Dinner comes to a finish with a beautiful cheeseboard, featuring an array of mild to funky, soft to hard cheeses. My favorites were those of Sant Gil d’Albio: little balls of creamy goat’s milk cheese and a super pungent, even a bit spicy, cheese spread made of crumbled goat’s milk cheese that has been left to age and ripen. To balance out all the wild pizzazz of these cheeses were some toasted hazelnuts and pears soaked in wine. And to pair: pretty much whichever wine we each had most enjoyed throughout the meal, which for me – no doubt – was (and has always been) Terroir al Limit’s Arbossar, a Premier Cru level single-varietal Carignan, matured in cement with not a hint of oak.

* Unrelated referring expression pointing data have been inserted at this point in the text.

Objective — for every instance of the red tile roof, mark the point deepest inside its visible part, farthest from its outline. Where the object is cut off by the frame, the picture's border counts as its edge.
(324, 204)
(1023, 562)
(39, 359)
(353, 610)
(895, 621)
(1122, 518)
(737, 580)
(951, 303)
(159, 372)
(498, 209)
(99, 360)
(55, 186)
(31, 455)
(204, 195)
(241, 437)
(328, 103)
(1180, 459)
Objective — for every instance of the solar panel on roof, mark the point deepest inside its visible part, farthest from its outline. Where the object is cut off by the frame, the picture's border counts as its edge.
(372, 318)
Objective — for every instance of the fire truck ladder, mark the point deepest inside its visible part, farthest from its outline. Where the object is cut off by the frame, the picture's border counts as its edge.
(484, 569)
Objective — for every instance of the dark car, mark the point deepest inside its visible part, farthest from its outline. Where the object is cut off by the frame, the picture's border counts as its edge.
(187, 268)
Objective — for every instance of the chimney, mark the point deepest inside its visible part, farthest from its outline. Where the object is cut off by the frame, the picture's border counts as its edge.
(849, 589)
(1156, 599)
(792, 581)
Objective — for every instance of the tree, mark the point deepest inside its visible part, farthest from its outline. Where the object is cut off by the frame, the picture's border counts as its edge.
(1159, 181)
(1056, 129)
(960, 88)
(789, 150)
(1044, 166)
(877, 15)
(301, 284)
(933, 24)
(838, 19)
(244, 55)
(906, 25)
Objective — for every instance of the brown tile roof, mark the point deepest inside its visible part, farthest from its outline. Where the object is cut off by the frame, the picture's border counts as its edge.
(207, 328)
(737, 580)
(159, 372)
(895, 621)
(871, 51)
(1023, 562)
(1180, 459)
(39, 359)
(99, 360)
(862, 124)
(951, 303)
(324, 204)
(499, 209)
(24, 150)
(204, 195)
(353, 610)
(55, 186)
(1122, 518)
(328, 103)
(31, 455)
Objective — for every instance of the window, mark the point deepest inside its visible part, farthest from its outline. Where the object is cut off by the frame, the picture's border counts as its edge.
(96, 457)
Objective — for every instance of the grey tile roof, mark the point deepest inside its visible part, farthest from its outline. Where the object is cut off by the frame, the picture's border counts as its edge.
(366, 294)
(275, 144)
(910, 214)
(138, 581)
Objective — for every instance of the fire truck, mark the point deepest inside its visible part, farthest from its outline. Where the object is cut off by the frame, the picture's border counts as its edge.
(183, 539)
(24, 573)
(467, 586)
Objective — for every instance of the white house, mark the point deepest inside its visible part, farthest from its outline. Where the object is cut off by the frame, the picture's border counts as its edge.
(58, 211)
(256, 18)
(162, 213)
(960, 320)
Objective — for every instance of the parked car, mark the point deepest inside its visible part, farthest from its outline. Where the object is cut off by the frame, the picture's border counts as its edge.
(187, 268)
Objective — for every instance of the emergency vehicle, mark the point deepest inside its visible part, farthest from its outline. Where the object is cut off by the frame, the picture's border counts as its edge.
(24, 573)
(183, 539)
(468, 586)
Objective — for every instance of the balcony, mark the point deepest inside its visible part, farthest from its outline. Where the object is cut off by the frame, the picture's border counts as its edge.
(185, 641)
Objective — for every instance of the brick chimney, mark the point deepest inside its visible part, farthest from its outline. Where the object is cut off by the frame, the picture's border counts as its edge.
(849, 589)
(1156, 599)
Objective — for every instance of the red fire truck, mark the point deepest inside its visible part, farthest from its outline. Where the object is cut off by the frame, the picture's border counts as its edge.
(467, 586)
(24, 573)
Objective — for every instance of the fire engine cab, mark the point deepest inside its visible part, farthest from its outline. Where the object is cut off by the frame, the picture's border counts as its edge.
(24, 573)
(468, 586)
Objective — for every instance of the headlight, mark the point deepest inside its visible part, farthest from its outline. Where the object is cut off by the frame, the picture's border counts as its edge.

The next morning, I wake up early for an active day around the region. On the agenda is a tour of Mas del Botó in DO Tarragona, and a visit to Cellers de Scala Dei to taste their Sant Antoni in oak and Mas Deu in cement, before making a quick stop in Sitges and returning for the evening to Barcelona. As I pack up my suitcase and close the bedroom windows, I’m already planning my next trip back to Cal Compte, a home in the steep streets of Torroja, in the heart of the Priorat.